Pour toute personne aimant les pays anglo-saxons, et notamment l'Ecosse, ce roman est une vraie mine d'information. Entre les traditions de chasse au guga, ou le sabbat du dimanche, on découvre au fil de la lecture un monde chargé de traditions, de coutumes et de rites que l'on ne soupçonnait pas. L'affaire policière passe presque au second plan, tant les souvenirs du personnage principal affluent, et construisent un décor extrêmement riche. Les chapitres alternent entre la première et la troisième personne, donnant plus ou moins de recul au personnage sur la situation. 
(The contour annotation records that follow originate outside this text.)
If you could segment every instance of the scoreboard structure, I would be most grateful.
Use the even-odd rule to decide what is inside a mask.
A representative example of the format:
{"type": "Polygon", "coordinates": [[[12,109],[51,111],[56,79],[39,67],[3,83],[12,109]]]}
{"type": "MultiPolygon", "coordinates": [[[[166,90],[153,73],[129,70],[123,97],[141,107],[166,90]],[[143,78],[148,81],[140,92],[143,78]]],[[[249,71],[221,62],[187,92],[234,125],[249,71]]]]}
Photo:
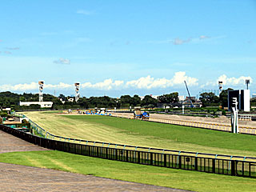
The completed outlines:
{"type": "Polygon", "coordinates": [[[232,108],[233,98],[236,98],[238,102],[238,110],[250,111],[250,90],[237,90],[228,91],[228,107],[229,110],[232,108]]]}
Lorsque Fin Macleod raconte ses souvenirs, il parle à la première personne, se remémore son enfance, la mort de ses parents, la vie au collège et au lycée. Mais lorsque l'Inspecteur Macleod travaille sur l'enquête de Lewis, un narrateur le met à distance, comme pour bien différencier le passé du présent. Le style de Peter May est incroyable, vivant, recherché. On ne s'ennuie pas une seule seconde, car il a l'art de créer des rebondissements là où l'on ne s'y attend pas. Et même si ce polar n'est pas aussi rythmé que d'autres livres du même genre, il sait emporter le lecteur, tant l'univers créé par l'auteur est précis et vaste. L'auteur a d'ailleurs passé plusieurs années sur l'île de Lewis, afin de travailler sur ce roman et récolter des informations. 


Le risque de faire un roman se déroulant à différentes époques, c'est de perdre le lecteur. Ici, pas de confusion possible, tout est fait afin de guider le lecteur entre les différentes parties du roman. Les personnages évoluent, grandissent, se construisent au fur et à mesure, et leur nature véritable se découvre au fil des pages. On s'attache à eux lorsqu'ils sont enfant, et on les voit différemment en tant qu'adultes. C'est un roman qui m'a donné l'impression d'être extrêmement complet et riche, et c'est pourquoi la suite m'attire énormément. Car cette série est en trois tomes, et le lecteur, charmé par l'Île des chasseurs d'oiseaux, peut suivre son cher Fin Macleod dans l'Homme de Lewis et Le braconnier du lac perdu. 


Peter May. L'Île des chasseurs d'oiseaux. Babel, 2011. 424p.